Among the problems of the “taking things for granted” on a larger scale, is what we might call the normalcy bias—the tendency to think that our world is simply the way a world should be and that all things will gravitate back to being “like this” regardless of how bizarre things actually get. As important as it is to be grateful for the “normal,” whether that means good health or a functioning society, it is equally important to realize the value of the abnormal—the occasional illness and social disfunction—because without it we will almost certainly take the good for granted. It is critical however, not to miss the opportunity to take stock and take therapeutic action where needed so as to honor properly the illness when it appears in its teaching guise.
We hear much in the media these days about “resets” of one kind or another. The “masters of the universe,” whether at the World Economic Forum or the Federal Reserve Board seem to be admitting that they have not been managing human affairs very well if they are telling us now that there needs to be a “reset” of planetary society. For over one hundred years they’ve been telling us that they’re the ones keeping everything smooth, unruffled and stable. The world wars, avoidable financial depressions, orchestrated epidemics of disease, and categorically harmful medicines are not only proof that the masters have failed to keep order, but are more likely evidence of their deliberate actions to destroy it. Their mismanagement is the sickness humanity is suffering at the moment. If our failure to notice this has largely contributed to the disease, we can take heart in the fact that we still possess the ability to wake up—to get healthy—to take stock, and to engineer a reset of our own. We can start by saying “no” to plans and projects that are destructive to the well-being of humanity, and “yes” to things that encourage the health of bodies public and private.

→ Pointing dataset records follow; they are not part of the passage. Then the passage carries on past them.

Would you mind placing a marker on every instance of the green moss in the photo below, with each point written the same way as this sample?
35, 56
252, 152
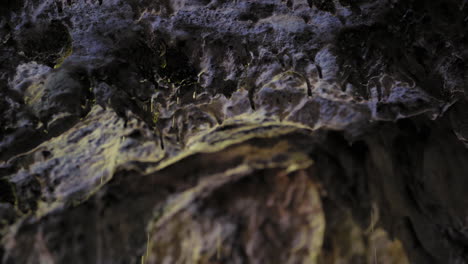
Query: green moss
7, 192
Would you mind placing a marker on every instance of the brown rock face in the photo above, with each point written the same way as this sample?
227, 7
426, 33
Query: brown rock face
298, 131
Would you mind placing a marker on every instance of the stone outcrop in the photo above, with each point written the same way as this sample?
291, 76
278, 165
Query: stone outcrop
235, 131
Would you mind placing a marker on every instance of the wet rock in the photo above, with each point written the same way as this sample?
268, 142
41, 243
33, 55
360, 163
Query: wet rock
233, 131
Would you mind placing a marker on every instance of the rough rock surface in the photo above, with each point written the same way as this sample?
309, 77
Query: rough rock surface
213, 131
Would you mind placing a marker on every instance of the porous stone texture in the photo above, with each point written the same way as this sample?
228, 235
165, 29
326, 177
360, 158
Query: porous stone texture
213, 131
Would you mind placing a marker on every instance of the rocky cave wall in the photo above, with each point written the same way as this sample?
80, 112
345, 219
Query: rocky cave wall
233, 131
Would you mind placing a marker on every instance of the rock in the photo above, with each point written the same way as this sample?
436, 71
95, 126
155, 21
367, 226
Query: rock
233, 131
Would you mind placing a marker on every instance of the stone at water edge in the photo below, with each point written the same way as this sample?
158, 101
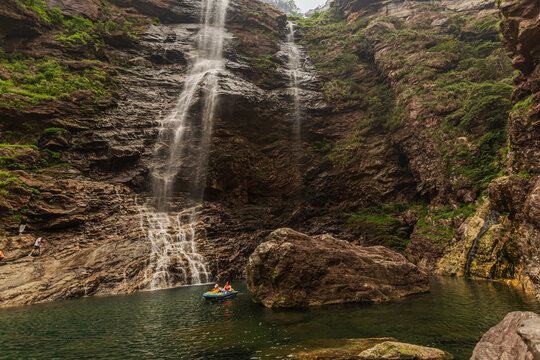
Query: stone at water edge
397, 350
362, 349
292, 269
517, 336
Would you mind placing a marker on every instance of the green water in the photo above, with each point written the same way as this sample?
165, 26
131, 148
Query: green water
180, 324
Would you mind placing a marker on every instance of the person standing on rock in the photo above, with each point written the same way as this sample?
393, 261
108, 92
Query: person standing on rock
22, 225
37, 247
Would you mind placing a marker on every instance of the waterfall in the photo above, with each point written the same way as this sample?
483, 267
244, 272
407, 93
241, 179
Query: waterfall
182, 146
489, 220
293, 70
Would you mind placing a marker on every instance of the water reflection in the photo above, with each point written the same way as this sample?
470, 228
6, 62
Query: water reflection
179, 323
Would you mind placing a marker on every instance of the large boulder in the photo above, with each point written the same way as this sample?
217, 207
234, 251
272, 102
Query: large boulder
517, 336
291, 269
360, 349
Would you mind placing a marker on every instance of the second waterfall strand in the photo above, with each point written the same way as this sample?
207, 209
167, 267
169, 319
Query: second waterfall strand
183, 144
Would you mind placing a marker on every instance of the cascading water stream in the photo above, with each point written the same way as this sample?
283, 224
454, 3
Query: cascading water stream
489, 220
293, 69
183, 145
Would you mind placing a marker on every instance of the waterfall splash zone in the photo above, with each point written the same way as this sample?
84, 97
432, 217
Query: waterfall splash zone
293, 67
182, 146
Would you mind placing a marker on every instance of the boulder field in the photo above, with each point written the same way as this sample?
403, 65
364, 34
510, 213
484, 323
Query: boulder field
517, 336
291, 269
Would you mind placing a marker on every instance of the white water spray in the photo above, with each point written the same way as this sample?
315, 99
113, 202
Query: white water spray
293, 69
184, 139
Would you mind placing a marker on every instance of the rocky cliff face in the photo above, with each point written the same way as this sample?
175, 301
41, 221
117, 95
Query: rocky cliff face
403, 133
519, 194
76, 160
425, 88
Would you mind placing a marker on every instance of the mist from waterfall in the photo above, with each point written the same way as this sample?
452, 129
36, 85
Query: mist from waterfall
293, 68
183, 145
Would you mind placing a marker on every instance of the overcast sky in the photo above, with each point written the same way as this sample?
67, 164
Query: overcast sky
306, 5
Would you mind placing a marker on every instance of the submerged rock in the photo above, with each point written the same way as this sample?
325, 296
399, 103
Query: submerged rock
291, 269
517, 336
365, 349
398, 350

There may not be much we can do about the price of gold in London, or arms sales to Eastern Europe, but we can all look at our immediate surroundings, determine what is healthy, and what is sick, and act accordingly.
To Confucius’s quip, “A healthy man wants a thousand things, a sick man wants only one,” I would add a mini-truth of my own: “There are a thousand ways to go mad, but only one way to become sane: follow the Truth where it leads.”